Research
Current Research: Using Alignment to Improve Reward Design in RL
Towards Improving Reward Design in RL: A Reward Alignment Metric for RL Practitioners
In this work, we develop a reward alignment metric, the Trajectory Alignment Coefficient, to evaluate how well a reward function, discount factor pair encodes the preferences of a domain expert. The Trajectory Alignment Coefficient quantifies the similarity between a human stakeholder’s ranking of trajectory distributions and those induced by a given reward function, discount factor pair. We prove that this metric is invariant to potential based reward shaping and positive linear transformations. Additionally, we demostrate in a user study of RL practioneries, that access to our reward metric during reward selection can make the process easier and lead to more performant reward functions.
Published at RLC 2025.
Past Research: Improving Preference-based RL Algorithms
Leveraging Sub-Optimal Data for Human-in-the-Loop Reinforcement Learning
In this work, we propose a simple technique that utilizes reward-free, low-quality data to boost the performance of off-the-shelf preference-based RL algorithms.

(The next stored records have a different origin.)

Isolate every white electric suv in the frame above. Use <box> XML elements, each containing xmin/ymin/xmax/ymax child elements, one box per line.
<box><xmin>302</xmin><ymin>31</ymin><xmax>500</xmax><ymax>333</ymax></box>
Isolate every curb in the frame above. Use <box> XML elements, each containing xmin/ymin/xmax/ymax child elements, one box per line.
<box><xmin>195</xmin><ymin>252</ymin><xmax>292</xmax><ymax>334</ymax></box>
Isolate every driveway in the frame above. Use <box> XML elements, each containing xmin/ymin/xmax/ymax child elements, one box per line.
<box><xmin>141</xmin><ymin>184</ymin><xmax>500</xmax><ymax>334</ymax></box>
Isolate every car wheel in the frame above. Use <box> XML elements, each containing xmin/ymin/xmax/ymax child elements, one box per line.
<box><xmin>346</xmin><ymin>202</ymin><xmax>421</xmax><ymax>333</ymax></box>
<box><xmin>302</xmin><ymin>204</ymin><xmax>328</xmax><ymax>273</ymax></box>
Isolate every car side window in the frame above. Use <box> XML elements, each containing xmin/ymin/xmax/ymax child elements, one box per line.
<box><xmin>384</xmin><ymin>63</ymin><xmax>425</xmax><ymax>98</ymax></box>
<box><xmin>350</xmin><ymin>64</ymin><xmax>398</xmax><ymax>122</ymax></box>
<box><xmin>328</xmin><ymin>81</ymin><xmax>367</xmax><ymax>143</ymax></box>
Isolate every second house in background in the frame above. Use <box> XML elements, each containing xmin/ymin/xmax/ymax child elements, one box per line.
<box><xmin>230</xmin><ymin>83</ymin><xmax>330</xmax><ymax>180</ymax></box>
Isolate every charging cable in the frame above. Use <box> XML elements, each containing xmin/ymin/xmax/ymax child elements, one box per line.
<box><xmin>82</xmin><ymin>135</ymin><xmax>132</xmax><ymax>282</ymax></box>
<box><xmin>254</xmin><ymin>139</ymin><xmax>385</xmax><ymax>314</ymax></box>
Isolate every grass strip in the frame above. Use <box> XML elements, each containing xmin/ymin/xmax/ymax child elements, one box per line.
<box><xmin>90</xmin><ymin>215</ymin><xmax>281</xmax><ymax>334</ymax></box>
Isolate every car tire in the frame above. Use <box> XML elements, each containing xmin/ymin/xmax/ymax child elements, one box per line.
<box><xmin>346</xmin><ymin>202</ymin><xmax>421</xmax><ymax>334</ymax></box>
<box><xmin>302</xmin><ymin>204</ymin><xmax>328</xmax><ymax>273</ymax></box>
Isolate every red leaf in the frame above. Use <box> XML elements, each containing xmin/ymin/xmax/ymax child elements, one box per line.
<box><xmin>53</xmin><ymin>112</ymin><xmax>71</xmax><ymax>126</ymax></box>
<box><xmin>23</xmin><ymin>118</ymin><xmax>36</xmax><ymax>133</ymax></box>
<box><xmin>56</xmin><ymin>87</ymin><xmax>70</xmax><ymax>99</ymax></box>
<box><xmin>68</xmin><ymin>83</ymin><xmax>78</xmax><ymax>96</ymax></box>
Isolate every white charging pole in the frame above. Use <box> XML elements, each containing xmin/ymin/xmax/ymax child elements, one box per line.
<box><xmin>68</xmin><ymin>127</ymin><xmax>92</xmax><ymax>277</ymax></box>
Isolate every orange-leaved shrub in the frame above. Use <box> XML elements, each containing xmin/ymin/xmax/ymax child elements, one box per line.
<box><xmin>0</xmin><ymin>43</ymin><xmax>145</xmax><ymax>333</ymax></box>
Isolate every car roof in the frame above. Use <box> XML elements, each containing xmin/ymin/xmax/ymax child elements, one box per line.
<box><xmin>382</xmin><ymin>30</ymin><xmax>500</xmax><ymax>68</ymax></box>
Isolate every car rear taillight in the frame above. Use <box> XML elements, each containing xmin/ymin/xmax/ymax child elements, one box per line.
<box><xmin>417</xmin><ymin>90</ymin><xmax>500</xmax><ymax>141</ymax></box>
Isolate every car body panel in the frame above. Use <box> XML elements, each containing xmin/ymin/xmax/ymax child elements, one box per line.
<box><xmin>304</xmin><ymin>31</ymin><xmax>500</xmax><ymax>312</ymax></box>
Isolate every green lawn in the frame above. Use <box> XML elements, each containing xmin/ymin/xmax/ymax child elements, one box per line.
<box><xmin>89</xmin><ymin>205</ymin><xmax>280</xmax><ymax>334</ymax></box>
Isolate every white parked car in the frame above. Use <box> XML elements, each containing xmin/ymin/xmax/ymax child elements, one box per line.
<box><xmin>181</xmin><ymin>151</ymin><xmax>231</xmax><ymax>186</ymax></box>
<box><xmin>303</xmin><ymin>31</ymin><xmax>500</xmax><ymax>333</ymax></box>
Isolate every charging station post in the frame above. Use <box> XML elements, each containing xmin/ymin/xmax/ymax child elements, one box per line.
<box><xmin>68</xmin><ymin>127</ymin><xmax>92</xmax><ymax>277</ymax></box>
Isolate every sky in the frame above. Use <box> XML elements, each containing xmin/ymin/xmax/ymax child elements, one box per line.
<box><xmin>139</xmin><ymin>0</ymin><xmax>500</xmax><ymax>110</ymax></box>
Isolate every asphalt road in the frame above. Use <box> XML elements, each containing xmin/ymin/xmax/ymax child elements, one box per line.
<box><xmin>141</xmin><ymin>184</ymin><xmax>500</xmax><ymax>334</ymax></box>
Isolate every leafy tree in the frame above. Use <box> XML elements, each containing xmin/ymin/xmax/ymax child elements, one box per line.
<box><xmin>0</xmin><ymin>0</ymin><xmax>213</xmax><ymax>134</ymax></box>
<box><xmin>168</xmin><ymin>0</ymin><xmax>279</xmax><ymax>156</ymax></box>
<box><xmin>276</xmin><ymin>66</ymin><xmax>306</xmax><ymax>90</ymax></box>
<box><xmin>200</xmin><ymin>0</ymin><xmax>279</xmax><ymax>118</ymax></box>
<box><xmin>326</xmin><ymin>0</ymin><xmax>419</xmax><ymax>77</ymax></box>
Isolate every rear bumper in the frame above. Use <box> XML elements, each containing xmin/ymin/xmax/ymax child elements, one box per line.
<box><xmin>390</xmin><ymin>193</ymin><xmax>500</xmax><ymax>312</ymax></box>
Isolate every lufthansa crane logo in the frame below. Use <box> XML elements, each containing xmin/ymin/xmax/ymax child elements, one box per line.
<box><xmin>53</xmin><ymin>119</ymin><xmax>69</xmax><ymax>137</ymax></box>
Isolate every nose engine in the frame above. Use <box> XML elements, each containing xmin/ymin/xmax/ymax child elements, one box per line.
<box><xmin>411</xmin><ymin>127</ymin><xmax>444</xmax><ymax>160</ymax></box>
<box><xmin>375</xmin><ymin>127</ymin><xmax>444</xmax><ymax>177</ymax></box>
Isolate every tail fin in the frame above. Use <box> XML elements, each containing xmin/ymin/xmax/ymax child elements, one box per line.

Most importantly, we validate our approach with a human-user study.
Published at ICLR 2025.
Boosting Robustness in Preference-Based Reinforcement Learning with Dynamic Sparsity
In this paper, we tackle the problem of learning reward models from human preferences in extremely noisy environments. We found that by leveraging principles of dynamic sparse training, reward models can effectively learn to focus on task-relevant features.
Published at AAMAS 2025 (Extended Abstract).